Let’s look at the residues from just 2 of the world’s biggest crops: rice and corn. According to the USDA Foreign Agricultural Service, preliminary reports show that global milled rice production in 2016/17 was 481.5M tonnes. Rice has two distinct residues: rice straw and rice husks. The amount of rice straw produced (by weight) as compared to the amount of milled rice produced is variable from 1.0 – 4.3 the weight of milled rice.  Much of this straw is burned in-situ so that farmers can get on with the business of planting their next crop, even if this practice is banned!  Nowadays, thanks to small, mobile kilns like the Kon-Tiki and Warm Hearts Trough, carbonizing rice straw can be done in fields which would not only reduce air pollution but would prevent enormous amounts of CO2 from becoming airborne. If, by some miracle, we were able to carbonize all of this straw it could produce from 157M – 675M tonnes based on a typical yield for this particular feedstock of 32.6%.  The rice husks could generate an additional 44M tonnes of char based on typical yields from this particular feedstock.

Corn is an even more ubiquitous crop with an estimated 1,065Mt produced per year.  As with rice, corn also has two residues; stover (stalks, leaves, etc. which weighs about the same as the harvest corn) and cobs which weigh about 15% of the corn.  Corn residues amount to 1,225Mt of underutilized biomass which could produce more than 350Mt of char.  Combined these two crop residues alone could potentially sequester more than 400Mt of carbon (or 2.776Mt of CO2e), and that is only looking at the carbon in the char and excludes the reduction in GHG that the production of biochar could provide if heat is harvested or electricity produced, or soil or manure-generated GHGs that could be lowered if biochar is sequestered in soils or added to manure compost or lagoons.
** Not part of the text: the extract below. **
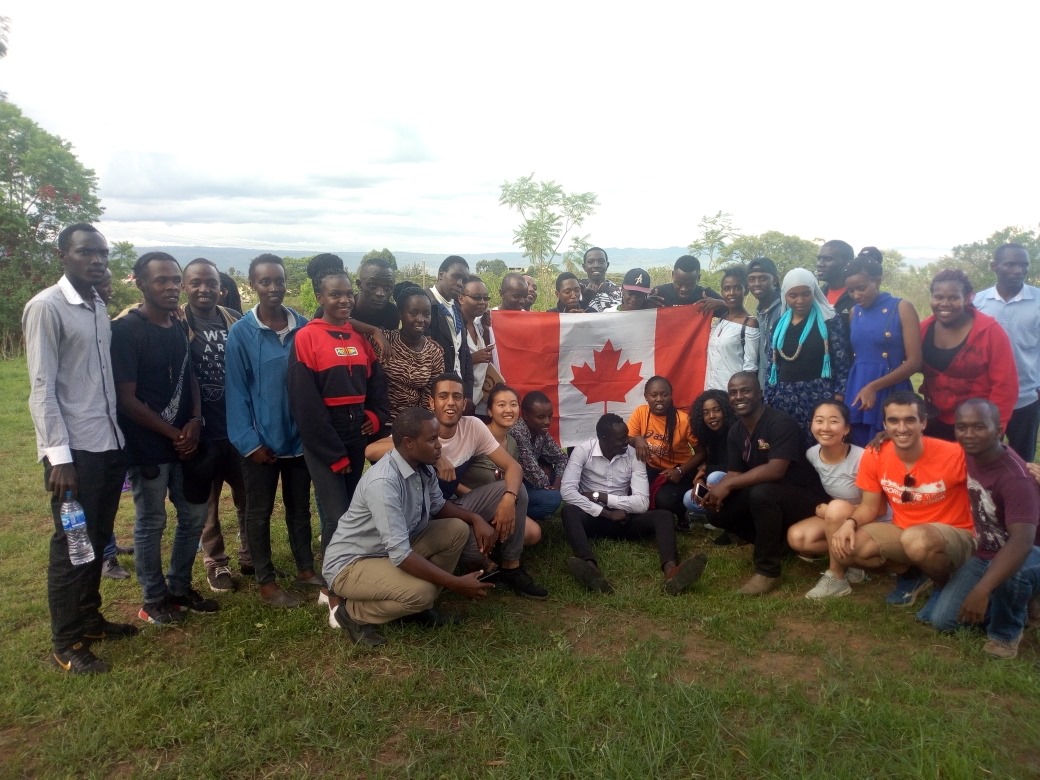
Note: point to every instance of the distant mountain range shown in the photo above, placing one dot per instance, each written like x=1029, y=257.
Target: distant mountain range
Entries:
x=621, y=258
Obviously carbonizing 100% of these residues is a highly unlikely scenario, but this does show that the world produces enormous amounts of biomass every year that could be used to generate not just biochar but heat and/or electricity at the same time. Crop residues are but one big bucket of biomass.  Forestry by-products (thinnings, culling, branches, sawdust, papermill waste, etc.), excrement (both human and livestock), urban waste (e.g. municipal solid waste, industrial, etc.) and invasive species also provide enormous opportunities to help us reach and surpass 1 billion tonnes of biochar.  Imagine how far that could help countries (or apparently in the US it will be up to States, Cities and companies!)  reach their Paris Agreement goals.  Once the collective ‘we’ sharpen our pencils and calculate each of these available categories, I suspect biochar could be one of the best tools for not only reaching their climate mitigation targets, but also helping to improve soil resiliency, food security, while also providing renewable energy and boosting local economies.